Se nos ha ido un gran tipo. Y antes de hora. ¡Qué putada!, habría dicho él. Era la persona más rápida e inteligente de las que he conocido. Lleno de ideas, de proyectos, de planes. Movilizaba a todo dios, lo mismo para firmar un manifiesto en pro de la cultura que para pedir la dimisión de un político inepto. En su etapa de televisión se inventó un programa de entrevistas en un escenario de ring de boxeo; y puedo asegurar que no todos aceptaban la invitación, porque Joaquín disparaba a dar. Conocía la naturaleza humana, sus grandezas y debilidades. Poseía un gran talento para saber cuál era el escenario adecuado, tanto para publicar un libro, como para hacer sus célebres entrevistas en la redacción con el invitado apoyado en la esquina de su mesa, y darle a enviar en cuanto la leía en voz alta. Rápido, agudo, astuto, con una sinceridad a bocajarro cuando le daba la gana practicarla, sin importarle quién tenía delante. También divertido e irónico (cualidad de la inteligencia), lleno de anécdotas que le gustaba contar porque su vida daba para mucho. Yo alguna vez le llamaba y le pedía consejo; enseguida me sacaba de dudas con una claridad de ideas envidiable.
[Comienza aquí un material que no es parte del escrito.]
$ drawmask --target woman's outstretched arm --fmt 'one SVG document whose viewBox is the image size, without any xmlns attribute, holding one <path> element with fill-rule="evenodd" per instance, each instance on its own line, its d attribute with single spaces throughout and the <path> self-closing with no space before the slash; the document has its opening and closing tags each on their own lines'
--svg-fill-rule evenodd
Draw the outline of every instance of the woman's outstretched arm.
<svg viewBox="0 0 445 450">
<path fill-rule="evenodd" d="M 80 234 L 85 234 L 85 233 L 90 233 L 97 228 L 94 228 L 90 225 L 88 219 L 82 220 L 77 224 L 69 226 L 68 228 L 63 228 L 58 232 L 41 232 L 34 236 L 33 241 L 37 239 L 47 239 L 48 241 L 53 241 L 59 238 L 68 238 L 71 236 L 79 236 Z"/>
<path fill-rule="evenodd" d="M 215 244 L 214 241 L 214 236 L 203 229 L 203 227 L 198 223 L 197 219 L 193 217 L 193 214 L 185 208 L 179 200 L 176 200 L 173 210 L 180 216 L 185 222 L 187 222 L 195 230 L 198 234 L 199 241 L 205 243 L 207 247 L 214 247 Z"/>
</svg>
Era el somarda perfecto. No se daba importancia pero se sabía importante. Seguro de si mismo y mandón, como deben ser los grandes que saben lo que hacen. En los escenarios era el contrapunto necesario entre Labordeta y Paz. Y tenía una voz preciosa dentro y fuera de los conciertos. Una voz joven, acogedora y alegre siempre, cuando hablabas con él por teléfono. Porque Joaquín era joven en su apariencia y en su espíritu audaz y valiente. Menos mal que los premios y los honores los tuvo en vida y los gozó plenamente. Como en su último gran concierto en el Teatro Principal donde se entregó al público en una comunión apoteósica.